Image files stored on media server don’t seem to be getting deleted when observations and photo records are getting deleted.
For example, here’s a new test observation I just created (https://www.inaturalist.org/observations/138825559):
Here’s the associated photo record (https://www.inaturalist.org/photos/237340171):
And here’s the actual “medium” version of the file on the media server (https://inaturalist-open-data.s3.amazonaws.com/photos/237340171/medium.png):
After taking these screenshots above, I’m deleting the observation. You’ll notice that if you click on the links above, the observation and photo record links will take you to a “no longer exists” page like so:
… but the link to the actual file still works. This means the file has not been deleted from the media server.

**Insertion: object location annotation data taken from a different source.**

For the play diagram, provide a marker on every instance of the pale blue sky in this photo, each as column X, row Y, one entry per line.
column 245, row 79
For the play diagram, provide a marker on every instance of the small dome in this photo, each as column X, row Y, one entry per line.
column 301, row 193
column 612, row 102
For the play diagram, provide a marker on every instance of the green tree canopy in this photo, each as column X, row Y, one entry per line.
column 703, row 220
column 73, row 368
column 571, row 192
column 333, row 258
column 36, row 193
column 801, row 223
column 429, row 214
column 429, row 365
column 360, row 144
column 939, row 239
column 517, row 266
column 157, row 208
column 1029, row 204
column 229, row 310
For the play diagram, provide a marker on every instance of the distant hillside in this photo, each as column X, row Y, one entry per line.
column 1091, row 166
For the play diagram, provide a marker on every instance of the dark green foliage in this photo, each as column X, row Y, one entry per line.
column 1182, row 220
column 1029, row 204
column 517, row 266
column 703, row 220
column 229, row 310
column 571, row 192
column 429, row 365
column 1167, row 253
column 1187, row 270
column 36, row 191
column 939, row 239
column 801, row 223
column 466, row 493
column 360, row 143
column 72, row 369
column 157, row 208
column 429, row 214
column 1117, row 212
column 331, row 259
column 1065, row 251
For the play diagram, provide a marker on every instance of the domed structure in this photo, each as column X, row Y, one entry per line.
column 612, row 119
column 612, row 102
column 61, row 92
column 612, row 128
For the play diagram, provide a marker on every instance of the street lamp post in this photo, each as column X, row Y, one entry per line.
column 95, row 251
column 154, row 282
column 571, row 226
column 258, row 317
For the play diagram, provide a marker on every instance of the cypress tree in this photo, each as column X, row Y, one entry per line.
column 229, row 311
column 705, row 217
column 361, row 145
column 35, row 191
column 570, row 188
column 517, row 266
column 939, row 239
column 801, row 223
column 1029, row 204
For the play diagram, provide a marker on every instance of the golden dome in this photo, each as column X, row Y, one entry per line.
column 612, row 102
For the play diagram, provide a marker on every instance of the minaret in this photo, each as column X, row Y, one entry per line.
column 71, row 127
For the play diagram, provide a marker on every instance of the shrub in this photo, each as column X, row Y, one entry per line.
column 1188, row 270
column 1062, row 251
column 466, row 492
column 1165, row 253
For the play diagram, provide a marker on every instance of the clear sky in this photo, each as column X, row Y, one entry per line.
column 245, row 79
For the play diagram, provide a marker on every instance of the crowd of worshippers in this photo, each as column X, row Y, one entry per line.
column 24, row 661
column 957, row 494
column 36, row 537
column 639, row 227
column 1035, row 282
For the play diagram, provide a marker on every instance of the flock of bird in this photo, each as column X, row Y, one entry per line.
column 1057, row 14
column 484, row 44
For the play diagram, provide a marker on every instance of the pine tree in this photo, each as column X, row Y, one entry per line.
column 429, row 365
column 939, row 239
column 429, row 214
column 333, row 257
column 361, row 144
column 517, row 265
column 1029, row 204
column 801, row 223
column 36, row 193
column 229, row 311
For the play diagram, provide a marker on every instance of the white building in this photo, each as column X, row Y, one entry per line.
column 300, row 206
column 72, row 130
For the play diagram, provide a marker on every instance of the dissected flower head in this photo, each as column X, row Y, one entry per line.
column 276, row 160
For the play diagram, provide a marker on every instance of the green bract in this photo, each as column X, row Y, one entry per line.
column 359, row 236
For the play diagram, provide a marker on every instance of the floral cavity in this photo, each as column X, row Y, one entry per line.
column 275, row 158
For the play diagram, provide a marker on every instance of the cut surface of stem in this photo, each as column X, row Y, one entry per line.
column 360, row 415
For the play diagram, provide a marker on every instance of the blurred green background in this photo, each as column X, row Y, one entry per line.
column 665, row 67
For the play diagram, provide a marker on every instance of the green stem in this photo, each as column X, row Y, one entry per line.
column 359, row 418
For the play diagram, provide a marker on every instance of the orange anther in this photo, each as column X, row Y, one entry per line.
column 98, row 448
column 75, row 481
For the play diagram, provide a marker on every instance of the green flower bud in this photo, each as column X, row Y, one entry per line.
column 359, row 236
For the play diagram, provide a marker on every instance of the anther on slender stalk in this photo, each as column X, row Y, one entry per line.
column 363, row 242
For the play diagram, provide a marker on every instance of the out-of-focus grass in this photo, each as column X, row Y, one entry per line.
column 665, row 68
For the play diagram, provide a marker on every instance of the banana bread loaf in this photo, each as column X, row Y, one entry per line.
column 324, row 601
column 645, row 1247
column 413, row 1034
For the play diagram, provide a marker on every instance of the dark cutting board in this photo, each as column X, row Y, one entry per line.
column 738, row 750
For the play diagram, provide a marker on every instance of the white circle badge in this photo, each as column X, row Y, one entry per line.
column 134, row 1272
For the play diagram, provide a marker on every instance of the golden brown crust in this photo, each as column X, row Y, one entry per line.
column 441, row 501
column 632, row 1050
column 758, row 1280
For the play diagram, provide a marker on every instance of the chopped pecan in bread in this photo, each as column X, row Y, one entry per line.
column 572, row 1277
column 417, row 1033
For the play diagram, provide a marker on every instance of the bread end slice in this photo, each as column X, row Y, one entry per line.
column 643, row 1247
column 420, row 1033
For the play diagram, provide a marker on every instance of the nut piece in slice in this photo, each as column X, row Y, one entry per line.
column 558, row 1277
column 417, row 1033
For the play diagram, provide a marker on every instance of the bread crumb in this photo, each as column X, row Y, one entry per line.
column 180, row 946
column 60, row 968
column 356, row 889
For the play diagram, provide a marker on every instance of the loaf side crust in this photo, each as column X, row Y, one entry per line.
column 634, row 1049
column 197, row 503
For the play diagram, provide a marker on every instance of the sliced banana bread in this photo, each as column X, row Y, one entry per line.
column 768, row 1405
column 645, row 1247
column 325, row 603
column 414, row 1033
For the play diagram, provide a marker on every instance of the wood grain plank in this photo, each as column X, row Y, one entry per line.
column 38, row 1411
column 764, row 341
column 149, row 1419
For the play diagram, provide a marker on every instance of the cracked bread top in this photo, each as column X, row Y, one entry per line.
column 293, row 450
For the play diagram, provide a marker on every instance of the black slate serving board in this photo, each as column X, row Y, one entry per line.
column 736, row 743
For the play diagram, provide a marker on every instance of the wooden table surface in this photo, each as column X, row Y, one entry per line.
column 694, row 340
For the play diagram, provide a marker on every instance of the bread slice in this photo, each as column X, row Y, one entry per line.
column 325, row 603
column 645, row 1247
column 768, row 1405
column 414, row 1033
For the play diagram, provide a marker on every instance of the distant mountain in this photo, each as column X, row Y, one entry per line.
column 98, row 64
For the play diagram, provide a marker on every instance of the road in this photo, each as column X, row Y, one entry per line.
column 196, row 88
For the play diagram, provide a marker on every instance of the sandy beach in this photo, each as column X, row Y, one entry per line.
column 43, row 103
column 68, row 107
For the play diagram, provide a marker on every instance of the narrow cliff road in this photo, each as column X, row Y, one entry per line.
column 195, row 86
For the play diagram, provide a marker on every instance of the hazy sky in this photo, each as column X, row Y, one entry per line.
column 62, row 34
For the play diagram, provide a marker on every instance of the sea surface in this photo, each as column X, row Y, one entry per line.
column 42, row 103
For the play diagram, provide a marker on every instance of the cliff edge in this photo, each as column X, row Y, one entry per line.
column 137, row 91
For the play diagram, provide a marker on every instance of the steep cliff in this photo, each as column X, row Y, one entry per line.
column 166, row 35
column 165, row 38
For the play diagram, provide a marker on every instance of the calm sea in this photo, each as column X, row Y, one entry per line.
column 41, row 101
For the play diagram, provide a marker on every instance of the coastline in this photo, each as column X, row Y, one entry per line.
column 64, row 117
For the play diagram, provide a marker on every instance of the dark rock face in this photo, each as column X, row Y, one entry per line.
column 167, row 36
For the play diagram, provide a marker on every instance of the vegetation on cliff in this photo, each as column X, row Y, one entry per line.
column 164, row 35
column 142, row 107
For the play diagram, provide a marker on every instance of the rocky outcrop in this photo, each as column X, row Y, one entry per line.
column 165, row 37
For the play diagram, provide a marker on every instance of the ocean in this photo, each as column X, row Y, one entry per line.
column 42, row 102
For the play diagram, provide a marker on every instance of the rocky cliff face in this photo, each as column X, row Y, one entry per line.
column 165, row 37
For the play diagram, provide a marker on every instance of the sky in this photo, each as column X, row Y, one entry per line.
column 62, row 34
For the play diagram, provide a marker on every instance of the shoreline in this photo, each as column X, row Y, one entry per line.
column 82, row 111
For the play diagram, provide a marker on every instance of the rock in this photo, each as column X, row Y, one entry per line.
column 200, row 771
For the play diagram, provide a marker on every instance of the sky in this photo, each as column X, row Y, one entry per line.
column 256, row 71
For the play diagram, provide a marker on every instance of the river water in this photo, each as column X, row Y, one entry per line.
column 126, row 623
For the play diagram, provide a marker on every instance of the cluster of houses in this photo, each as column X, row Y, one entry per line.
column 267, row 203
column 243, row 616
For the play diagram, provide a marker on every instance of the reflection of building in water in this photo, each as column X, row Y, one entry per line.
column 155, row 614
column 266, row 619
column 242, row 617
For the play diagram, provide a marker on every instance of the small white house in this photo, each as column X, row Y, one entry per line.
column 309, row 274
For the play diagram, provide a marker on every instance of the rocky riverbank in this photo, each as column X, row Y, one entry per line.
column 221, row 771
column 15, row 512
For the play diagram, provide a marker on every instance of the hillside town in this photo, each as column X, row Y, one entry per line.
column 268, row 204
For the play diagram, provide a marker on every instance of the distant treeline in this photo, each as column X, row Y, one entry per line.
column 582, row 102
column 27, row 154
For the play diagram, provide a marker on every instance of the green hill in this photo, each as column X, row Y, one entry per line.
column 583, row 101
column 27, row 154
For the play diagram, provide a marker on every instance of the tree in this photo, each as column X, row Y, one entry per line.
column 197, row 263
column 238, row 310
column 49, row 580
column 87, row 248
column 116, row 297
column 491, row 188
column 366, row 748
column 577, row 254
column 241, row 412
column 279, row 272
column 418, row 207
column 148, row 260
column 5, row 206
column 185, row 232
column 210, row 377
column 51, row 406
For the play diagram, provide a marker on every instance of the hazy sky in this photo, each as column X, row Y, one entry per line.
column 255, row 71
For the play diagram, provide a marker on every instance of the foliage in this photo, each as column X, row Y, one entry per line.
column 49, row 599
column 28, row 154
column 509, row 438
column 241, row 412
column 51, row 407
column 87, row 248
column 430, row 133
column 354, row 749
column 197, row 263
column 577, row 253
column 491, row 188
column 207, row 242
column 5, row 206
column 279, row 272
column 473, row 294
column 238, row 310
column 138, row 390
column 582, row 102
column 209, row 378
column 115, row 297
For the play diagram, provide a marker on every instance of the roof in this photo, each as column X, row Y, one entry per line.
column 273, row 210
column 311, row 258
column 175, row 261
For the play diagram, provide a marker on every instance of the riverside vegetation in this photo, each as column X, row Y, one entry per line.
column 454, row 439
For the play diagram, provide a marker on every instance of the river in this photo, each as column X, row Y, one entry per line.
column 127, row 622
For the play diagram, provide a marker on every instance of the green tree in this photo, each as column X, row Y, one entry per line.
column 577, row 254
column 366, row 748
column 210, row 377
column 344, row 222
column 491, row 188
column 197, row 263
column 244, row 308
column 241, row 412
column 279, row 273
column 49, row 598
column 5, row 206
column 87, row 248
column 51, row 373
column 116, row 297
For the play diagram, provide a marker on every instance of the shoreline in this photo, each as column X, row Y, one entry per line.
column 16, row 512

I’m also fairly sure there isn’t some process going through in the background and cleaning up these files which are no longer associated with photo records because I kept a record of a link to a similar file that I tried to delete back in January 2022 (https://inaturalist-open-data.s3.amazonaws.com/photos/176798241/original.png), and I can still see the image when I go to the link. It should correspond to this photo record, which no longer exists (because it was deleted long ago): https://www.inaturalist.org/photos/176798241.
Just for completeness, besides deleting an observation, I also tried deleting the photo record directly in both the web and the Android app (and then syncing in the case of the Android app), and these also resulted in deleted photo records with remaining image files on the media server.
EDIT: It may also be worth noting that the reason I noticed this behavior was because I was keeping track of an observation that I had flagged back in the day as being inappropriate to make sure the photos actually got deleted from the system at some point.
When I flagged the photo as inappropriate, the observation was still viewable, and it took a curator flagging it as spam to actually remove the photo from view on the observation and photo page. But the underlying photo files were still on the static.inaturalist.org media server. I thought at the time that that was probably okay since the photo files would probably go away when the photo record was finally deleted by staff. But when the photo record was finally deleted, the photo file remained, and actually it’s still out there today.
This probably isn’t great, since it effectively means that:
- files aren’t getting deleted from the server even when people think they’re deleting them.
- those files no longer have a record of who loaded the file and how the file was licensed.
- those files are probably taking up some unknown extra space out there on the media server.
- a bad actor could exploit this behavior to have iNaturalist host whatever images they load, and these images could remain undetected by the community.
Another EDIT: somewhat related, it looks like if you start with a photo that is licensed and then switch to all rights reserved, that photo file will be copied to the “static” server from the AWS server, but the image is not deleted from the AWS server. i waited at least an hour to see if there would be some process that would come along and delete the AWS copy, but it’s still there. here’s my test case:
i did not try the opposite test case, but i would expect that soon after a file is copied from one server to the other, the file should be deleted from the first server.